I used to sew quite a bit when I was 8 & 9. When my mother was more of a hippie, she taught me that the only things that were really beautiful were the things you made yourself. Now, I look at a sewing machine and I am confused. What a silly thing to lose the ability to do!
Food security & clothing security instill similar emotions in my soul. As someone who loves to lounge about in crepe dresses and polka dot stockings whilst eating anything filled with chocolate or carbs, the thought going without either makes me shiver. Although the things that might take either away are very different (apocalypse vs. old age), I am doing my best to protect both. I cannot decide which will be harder; going to the market early in the morning when there is a large corporate grocery store to either side of me, or having the motivating to actually acknowledge my true shape and sew a garment based around it.

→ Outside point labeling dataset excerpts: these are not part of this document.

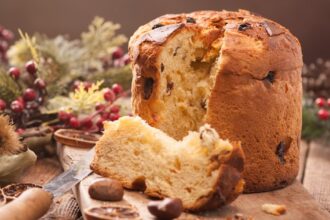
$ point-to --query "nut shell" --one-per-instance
(166, 209)
(106, 190)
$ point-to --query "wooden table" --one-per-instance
(314, 174)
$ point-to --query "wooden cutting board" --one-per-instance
(299, 203)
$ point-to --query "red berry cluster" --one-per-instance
(5, 36)
(103, 111)
(117, 59)
(32, 97)
(323, 105)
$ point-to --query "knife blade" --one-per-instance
(66, 180)
(35, 202)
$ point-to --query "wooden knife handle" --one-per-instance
(31, 205)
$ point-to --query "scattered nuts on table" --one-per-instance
(106, 190)
(273, 209)
(166, 209)
(239, 216)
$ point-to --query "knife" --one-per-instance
(35, 202)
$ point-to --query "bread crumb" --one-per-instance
(273, 209)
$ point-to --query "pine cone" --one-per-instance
(8, 87)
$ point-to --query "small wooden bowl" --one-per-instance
(76, 138)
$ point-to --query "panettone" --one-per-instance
(238, 72)
(202, 170)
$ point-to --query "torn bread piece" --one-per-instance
(202, 170)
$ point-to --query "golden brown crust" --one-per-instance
(230, 183)
(243, 105)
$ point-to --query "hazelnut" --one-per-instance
(106, 190)
(166, 209)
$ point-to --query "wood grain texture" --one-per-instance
(64, 207)
(299, 202)
(317, 173)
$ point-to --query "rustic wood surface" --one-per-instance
(314, 174)
(317, 173)
(295, 197)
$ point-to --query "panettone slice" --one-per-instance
(202, 170)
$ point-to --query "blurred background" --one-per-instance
(308, 20)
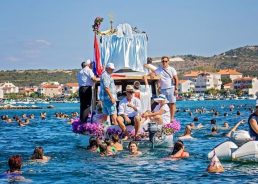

Both must be done.
I am not against capitalism. I am not going to fix the economy. However, it is a painful truth that capitalism can fail us when we are no longer considered affluent or important enough. There are numerous social issues associated with this idea, but something as basic as finding clothing that is appealing can be as well. I am not talking about "plus size" clothing stores; this is not a matter of size. This is a matter of body type, of age, and of aesthetic. I am not going to spend my whole life becoming an extraordinary person to be forced to resort to a beige muumuu or an ill fitting suit with bad plastic buttons when I am finally of an age where others might consider me dignified. I'm picking up my sewing machine and starting to do simple things. I am making room in my new house to leave my machine out, and easily accessible. I will turn something flat into something that will wrap around curves.
I have heard the metaphor about good clothing being like a warm embrace many a time. I wish I could say I felt perfect & familiar every time I slipped on every dress I owned, but those moments are far and few between. But really, it makes sense, because what kind of multi-made and manufactured hug could possibly feel good? The best hugs do not come from BP Oil or The Gap.
The closest hugs, the ones you remember, the ones you long for, are the ones that just for you.
*The Chrysalids is published as Re-Birth in America, which explains why this rare copy I have linked you to is over $170. You can buy it from Penguin with excellent cover art for under $12 Canadian, and I strongly recommend you do.
** That lovely 1950s/early 60s fabric is a beautiful gift from my boss & friend Maureen, who purchased it at an estate sale.